На третий день он дошел до подножия горы, она была невысокая. Он скинул рукавицы и стал растирать заиндевелые ресницы, веки, застывшие слезы. Потом запрокинул голову, чтобы привыкнуть лучше к солнечному свету и тогда только перевел взгляд на вершину горы. Ни длительное путешествие под ветром, снегом и стужей, ни постоянно яркое, но холодное солнце не смогли запеленать этот острый и жаркий взгляд его все понимающих и ко всему готовых глаз. Но сейчас его взгляд замерз и застыл, луч света в душе стал похож на то, как проходит свет на дно океана через линзу толстой и тусклой льдины. На вершине горы стоял большой металлический крест. Он был поставлен отцом и другими людьми с больших земель, обозначившими этим крестом не им принадлежащий дом, забрав или прогнав хозяев этих мест, обрекая их на будущую гибель от долгого путешествия, неведомых доселе болезней, огненной воды, а оставшихся в живых вынудив раствориться в людском котле.
Мать. Я звал тебя. Когда по ночам чувствовал из открытого окна соленый запах ветра с холодного моря.
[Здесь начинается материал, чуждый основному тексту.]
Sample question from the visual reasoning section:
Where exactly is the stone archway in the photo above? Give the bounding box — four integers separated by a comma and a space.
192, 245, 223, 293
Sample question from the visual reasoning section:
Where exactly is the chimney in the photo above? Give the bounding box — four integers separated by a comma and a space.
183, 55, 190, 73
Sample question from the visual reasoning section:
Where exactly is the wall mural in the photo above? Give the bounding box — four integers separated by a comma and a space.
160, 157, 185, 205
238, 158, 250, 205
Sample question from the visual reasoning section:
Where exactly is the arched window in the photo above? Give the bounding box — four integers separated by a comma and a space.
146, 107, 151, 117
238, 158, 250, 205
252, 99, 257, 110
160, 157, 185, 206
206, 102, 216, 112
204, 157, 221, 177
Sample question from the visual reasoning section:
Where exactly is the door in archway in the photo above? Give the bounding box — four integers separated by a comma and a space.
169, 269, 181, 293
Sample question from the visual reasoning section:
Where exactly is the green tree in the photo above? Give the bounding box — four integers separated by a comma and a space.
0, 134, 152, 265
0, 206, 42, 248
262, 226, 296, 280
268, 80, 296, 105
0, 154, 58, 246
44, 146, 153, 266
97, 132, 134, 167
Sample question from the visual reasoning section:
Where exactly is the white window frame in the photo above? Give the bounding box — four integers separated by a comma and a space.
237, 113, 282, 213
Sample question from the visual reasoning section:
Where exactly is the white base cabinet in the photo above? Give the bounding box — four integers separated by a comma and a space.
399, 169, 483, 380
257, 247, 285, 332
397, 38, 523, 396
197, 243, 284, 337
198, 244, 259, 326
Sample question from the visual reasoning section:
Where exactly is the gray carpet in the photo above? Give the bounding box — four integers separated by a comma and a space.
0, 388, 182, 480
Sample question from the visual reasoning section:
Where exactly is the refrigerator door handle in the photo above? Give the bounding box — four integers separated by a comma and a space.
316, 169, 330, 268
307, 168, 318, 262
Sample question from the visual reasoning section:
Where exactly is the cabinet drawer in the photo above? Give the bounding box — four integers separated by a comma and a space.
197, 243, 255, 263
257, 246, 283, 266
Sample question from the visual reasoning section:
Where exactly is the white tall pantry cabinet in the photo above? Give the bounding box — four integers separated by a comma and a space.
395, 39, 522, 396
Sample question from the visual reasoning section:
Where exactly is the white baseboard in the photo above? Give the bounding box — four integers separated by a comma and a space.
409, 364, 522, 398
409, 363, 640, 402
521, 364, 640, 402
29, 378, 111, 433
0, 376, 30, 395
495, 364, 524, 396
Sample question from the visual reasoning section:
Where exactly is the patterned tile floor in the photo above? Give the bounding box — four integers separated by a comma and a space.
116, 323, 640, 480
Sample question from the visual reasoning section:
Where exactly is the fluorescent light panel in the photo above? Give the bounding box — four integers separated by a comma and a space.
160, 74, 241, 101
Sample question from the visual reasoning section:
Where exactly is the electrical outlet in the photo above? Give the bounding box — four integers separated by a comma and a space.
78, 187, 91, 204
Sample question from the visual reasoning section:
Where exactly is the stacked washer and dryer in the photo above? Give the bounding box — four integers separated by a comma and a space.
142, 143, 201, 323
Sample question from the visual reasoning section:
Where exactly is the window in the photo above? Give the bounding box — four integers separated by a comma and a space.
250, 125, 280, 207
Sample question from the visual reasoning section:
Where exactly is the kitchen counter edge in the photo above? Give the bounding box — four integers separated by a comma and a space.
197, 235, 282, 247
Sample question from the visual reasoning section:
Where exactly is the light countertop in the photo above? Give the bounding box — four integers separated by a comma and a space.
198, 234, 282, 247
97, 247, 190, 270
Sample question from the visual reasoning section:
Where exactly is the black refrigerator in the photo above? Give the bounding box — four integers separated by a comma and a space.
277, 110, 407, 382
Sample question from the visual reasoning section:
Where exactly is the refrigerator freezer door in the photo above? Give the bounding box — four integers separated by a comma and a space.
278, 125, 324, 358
Мой народ. Я буду только ваш. Я останусь тем, кем меня успела наречь мать, закалив меня, окунув в ледяную воду, как и всех тут младенцев.
Крест мертво и чуждо блестел в подтаявших льдинах глаз Ангута. Простая вековая мудрость его предков давила в нем нарочитое проявление эмоций, душу уносило во всегда открытый в здешних местах космос, к холодным звездам, окропляя их пылью-изморозью область лица возле глаз, а жар горячей лавы сердца из глубины топил их в соленую воду.
Счастье – в ожидании, счастье – в надежде, счастье – в преданности.
Его сердце еще долго плавило налетающую ледяную крошку возле глаз. Потом он в последний раз посмотрел на крест, вытер лицо и пошел дальше, по все той же одинаковой, белой и пустой равнине. Сухая, прозрачная ледяная пыль сыпалась ему в лицо, снегоступы отмеряли ровные овалы следов, практически сразу исчезающих, только он успевал убрать ногу для нового шага.